Dau decreased IGF-I-induced HIF-1α and VEGF protein expression levels by interfering with the PI-3K/Akt/mTOR signaling pathway and partially suppressed IGF-I-induced HIF-1α protein accumulation by inhibiting protein synthesis
To examine the effects of Dau on activation of Akt and ERK1/2, serum-starved MCF-7 cells were pretreated for 1 h with different concentrations of Dau, followed by incubation with IGF-I for 1 h. Our results showed that Dau dramatically decreased p-Akt levels (Figure 4A). But Dau had no obvious inhibitory effect on ERK1/2 activation (Figure 4B). LY294002 (50 μmol/L), a specific inhibitor of PI-3K, significantly inhibited Akt activation (Figure 4A). PD98059 (50 μmol/L), a specific inhibitor of ERK1/2, dramatically down-regulated p-ERK1/2 levels (Figure 4B).
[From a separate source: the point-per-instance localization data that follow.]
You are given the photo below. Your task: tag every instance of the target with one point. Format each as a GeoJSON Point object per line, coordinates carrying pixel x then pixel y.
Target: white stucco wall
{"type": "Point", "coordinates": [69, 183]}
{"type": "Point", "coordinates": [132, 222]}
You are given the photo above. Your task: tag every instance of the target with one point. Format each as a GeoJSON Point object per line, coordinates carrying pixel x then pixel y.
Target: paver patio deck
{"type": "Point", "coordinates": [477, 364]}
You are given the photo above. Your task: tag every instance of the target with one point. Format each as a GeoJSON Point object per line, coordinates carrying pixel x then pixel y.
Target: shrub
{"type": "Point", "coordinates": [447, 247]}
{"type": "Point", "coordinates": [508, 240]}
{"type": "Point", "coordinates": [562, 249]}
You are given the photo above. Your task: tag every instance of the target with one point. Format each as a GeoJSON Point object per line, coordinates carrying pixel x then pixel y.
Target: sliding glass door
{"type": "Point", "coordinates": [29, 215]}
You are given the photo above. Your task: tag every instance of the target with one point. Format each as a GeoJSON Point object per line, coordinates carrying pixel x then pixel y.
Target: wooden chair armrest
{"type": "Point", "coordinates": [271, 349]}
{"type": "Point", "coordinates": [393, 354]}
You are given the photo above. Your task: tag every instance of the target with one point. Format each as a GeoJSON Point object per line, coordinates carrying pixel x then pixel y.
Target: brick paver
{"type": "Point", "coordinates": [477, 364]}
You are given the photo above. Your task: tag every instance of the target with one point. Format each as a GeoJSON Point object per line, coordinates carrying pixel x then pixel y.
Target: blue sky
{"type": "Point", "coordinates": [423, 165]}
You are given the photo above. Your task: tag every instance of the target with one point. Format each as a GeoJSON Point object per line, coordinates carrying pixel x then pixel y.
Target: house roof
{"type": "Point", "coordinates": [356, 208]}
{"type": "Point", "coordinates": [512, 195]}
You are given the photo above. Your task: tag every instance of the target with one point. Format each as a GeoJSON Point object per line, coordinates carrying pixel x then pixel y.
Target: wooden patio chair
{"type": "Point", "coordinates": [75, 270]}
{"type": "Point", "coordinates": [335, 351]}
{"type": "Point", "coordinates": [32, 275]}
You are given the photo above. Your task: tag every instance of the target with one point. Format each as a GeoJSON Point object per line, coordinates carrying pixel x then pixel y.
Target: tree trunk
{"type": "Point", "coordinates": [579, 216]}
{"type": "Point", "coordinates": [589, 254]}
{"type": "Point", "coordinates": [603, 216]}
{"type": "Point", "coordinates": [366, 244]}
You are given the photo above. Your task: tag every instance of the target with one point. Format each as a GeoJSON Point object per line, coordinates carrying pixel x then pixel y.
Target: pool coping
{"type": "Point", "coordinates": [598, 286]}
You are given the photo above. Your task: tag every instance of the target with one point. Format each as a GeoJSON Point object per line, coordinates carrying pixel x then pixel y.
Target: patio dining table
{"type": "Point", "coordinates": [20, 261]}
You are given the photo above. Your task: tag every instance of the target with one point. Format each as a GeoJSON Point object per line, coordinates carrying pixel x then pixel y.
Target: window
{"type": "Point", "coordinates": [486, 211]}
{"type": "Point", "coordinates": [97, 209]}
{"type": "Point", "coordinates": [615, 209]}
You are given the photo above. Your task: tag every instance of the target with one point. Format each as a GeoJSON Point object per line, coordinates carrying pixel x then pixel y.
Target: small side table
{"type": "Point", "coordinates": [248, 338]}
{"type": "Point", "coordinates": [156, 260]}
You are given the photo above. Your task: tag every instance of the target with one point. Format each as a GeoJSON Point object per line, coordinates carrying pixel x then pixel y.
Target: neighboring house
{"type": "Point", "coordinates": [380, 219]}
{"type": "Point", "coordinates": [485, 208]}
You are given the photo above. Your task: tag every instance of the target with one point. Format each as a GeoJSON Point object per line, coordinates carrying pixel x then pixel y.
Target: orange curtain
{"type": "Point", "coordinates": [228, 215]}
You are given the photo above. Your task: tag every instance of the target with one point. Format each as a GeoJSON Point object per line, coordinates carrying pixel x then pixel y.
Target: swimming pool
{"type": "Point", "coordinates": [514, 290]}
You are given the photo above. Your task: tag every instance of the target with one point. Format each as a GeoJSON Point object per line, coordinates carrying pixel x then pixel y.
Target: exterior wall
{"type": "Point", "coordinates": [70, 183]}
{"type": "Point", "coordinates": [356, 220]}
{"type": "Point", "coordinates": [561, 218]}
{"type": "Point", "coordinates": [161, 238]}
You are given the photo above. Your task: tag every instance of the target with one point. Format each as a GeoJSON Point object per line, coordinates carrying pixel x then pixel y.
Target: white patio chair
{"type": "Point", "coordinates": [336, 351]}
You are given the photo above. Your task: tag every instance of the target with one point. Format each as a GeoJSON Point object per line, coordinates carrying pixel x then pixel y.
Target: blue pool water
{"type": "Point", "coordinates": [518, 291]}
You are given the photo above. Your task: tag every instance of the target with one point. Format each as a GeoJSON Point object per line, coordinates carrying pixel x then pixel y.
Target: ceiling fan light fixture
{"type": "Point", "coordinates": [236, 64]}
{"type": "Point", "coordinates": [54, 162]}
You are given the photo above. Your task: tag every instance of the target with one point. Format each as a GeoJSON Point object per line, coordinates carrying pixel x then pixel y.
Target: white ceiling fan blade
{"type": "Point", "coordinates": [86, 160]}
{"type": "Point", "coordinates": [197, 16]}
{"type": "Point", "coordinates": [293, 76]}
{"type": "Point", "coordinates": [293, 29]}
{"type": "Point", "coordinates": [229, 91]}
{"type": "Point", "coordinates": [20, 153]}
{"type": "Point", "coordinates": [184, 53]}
To further confirm our results, we next pretreated serum-starved MCF-7 cells with various concentrations of PD98059 or LY294002 for 1 h, followed by exposure to IGF-I for 6 h. Our results showed that IGF-I-induced HIF-1α protein accumulation and VEGF protein secretion were inhibited by LY294002 (Figure 4C, 4D) but not by PD98059 (Figure 4E, 4F). Taken together, these results suggested that Dau inhibited IGF-I-induced HIF-1α and VEGF protein expression in MCF-7 cells mainly via PI3K/Akt pathway.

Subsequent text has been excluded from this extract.